Une des autres conséquences de cette déferlante, c’est « ce positionnement un peu faussé, analyse Sandrine Décembre, spécialiste en communication digitale. On n’y montre que le meilleur de sa vie. » A Budapest, en Hongrie, un musée a fondé toute sa communication sur ce principe. Avec un fond rose, des bananes en plastique suspendues et une connexion Internet, le premier musée du selfie européen est né. Les couleurs et la disposition des pièces sont étudiées pour être le plus instagramables possible. Résultat, les visiteurs publient leurs souvenirs de vacances sans oublier de mentionner le musée, qui gagne, chaque jour, un peu plus en notoriété. « Pourtant, ces photos non authentiques, les utilisateurs commencent à s’en lasser », nuance Pascale Baumeister, consultante en personnal branding.
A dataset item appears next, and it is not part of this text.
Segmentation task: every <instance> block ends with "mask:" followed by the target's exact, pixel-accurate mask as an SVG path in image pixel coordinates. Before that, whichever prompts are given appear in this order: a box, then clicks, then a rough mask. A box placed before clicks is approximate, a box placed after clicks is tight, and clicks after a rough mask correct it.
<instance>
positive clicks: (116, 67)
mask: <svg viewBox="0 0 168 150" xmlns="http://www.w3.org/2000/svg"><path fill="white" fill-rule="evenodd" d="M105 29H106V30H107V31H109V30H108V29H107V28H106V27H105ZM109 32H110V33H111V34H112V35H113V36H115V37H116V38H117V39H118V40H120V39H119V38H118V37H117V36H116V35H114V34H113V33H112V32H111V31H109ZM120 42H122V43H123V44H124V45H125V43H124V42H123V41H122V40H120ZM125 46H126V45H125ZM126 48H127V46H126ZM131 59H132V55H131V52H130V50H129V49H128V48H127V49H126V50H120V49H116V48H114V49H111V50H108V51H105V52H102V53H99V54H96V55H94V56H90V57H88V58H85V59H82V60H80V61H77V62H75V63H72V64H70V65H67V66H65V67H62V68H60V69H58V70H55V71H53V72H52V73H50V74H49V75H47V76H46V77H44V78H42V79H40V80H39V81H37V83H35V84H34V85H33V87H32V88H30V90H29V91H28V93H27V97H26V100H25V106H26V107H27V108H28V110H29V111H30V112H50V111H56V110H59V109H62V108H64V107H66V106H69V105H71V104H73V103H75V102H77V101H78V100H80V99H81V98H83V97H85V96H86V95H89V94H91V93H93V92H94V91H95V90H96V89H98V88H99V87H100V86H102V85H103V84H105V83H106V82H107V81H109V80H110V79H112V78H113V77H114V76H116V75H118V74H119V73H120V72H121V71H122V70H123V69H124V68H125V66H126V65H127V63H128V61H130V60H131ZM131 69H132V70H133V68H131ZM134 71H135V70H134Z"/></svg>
« Le plus important sur Instagram, c’est le partage d’une histoire bien racontée », précise Laure, 60 ans, de retour du Québec. D’une voix joyeuse, elle raconte avoir pris une centaine de photos différentes chaque jour et en publier une vingtaine sur les réseaux sociaux. Des expériences personnelles où elle n’hésite pas à se raconter en temps réel. « C’est aussi une façon de rassurer mes proches et de leur faire partager les bons moments, assume-t-elle. Comme ce voyage était un cadeau d’anniversaire, je me suis sentie un peu obligée d’en faire plus. » Avec ces partages en quasi-temps réel « l’instant présent disparaît, alerte Sandrine Décembre. Comment profiter et créer des souvenirs si l’on ne pense qu’à la photo ? »


« Quand je regarde les clichés de Paris, j’ai l’impression de ne pas avoir assez profité, raconte Negar*, 32 ans. Les photos sont belles, mais je me souviens davantage de les avoir prises que d’avoir regardé autour de moi. » La prochaine fois, promet cette Iranienne, « je laisse mon téléphone à l’hôtel ». D’autres ont fait le choix de quitter les réseaux publics. Auparavant très active sur Instagram, Aurore, 27 ans, a tout arrêté du jour au lendemain : « Je ne comprenais plus l’intérêt. » Depuis, elle partage uniquement ses photos sur WhatsApp – dans des groupes ou en statut – ou sur Google Photos. « Et au final, je n’ai plus besoin d’être parfaite », soutient-elle.